Almatis Confirms Revised Plan After Settlement
Almatis BV, a producer of specialty alumina products, confirmed a Chapter 11 plan yesterday based on a settlement with Oaktree Capital Management LLC, a first-lien lender which had intended to take over ownership of Almatis despite opposition from lower ranking creditors. Instead of transferring ownership, the plan the judge approved yesterday gives Oaktree full payment with interest at the default rate. Other holders of the $676 million in first-lien debt receive the same treatment. For details on the plan, click here and here for the Aug. 27 and July 26 Bloomberg bankruptcy reports.
Rotterdam-based Almatis listed total debt of $1.3 billion, including $681 million on first-lien obligations, $77.7 million on second-lien debt, and $200.6 million on mezzanine debt. There is junior mezzanine debt of $80.6 million, plus trade debt of $20 million. Assets were listed for $1.53 billion.
The case is In re Almatis BV, 10-12308, U.S. Bankruptcy Court, Southern District New York (Manhattan).
Lifland Rails against Late-in-the-Case Claims Buying
Burton R. Lifland, the longest-serving bankruptcy judge in New York, gave a speech yesterday where he said that investors who buy claims during a bankruptcy reorganization can threaten to delay or derail an otherwise successful confirmation by necessitating lengthy and costly valuation trials.
To read about Lifiand’s speech, click here for Bloomberg coverage.
Tribune, Vegas Monorail, Lehman Fees, Meruelo Maddux: Audio
The reorganization plan filed by two major creditors of Tribune Co., bondholders’ opposition to the plan by Las Vegas Monorail Co., professional fees for Lehman Brothers Holdings Inc. approaching $1 billion, and the withdrawal of a press release by Meruelo Maddux Properties Inc. are discussed in the new bankruptcy podcast on the Bloomberg terminal and Bloomberglaw.com. To listen, click here.
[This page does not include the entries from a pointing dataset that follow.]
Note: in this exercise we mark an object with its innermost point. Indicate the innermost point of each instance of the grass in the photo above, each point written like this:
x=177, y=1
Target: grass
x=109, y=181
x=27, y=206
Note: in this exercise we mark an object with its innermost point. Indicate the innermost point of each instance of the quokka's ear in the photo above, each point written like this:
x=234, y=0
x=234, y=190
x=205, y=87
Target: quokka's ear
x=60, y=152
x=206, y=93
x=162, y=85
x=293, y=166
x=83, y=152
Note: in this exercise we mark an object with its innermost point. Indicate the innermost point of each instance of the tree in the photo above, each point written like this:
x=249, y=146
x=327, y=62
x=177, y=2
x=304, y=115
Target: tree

Debtor May Hire Professional with Claim, Judge Rules
A company reorganizing in Chapter 11 can retain a professional who holds a pre-bankruptcy unsecured claim for services, U.S. Bankruptcy Judge Michael Lynn ruled on Sept. 17 when he sided with a minority of courts that have considered the issue.
Lynn, from Fort Worth, Texas, interpreted two provisions in the Bankruptcy Code, Sections 327(a) and 1107(b). Section 1107(b) says that a bankrupt company is not barred from hiring a professional “solely because of such person’s employment by or representation of the debtor before the commencement of the case.”
Lynn said that the better reading of the two sections together is to permit employment so long as the pre-bankruptcy claim “arose from prior professional work for the debtor.” Lynn said it “eludes the court” why “a post-petition administrative priority claim should be found to create no conflict of interest while a prepetition general unsecured claim automatically disqualifies the creditor professional.”
The case involved a dairy farm that sought to retain the accountants the business had been using for years. There were few if any other accountants familiar with the dairy industry. The U.S. Trustee objected to retention approval because the accountants were owed $11,700 for work performed before bankruptcy. The U.S. Trustee wouldn’t have objected if the accountants had waived the claim.
The case is In re Talsma, 10-43790, U.S. Bankruptcy Court, Northern District Texas (Fort Worth).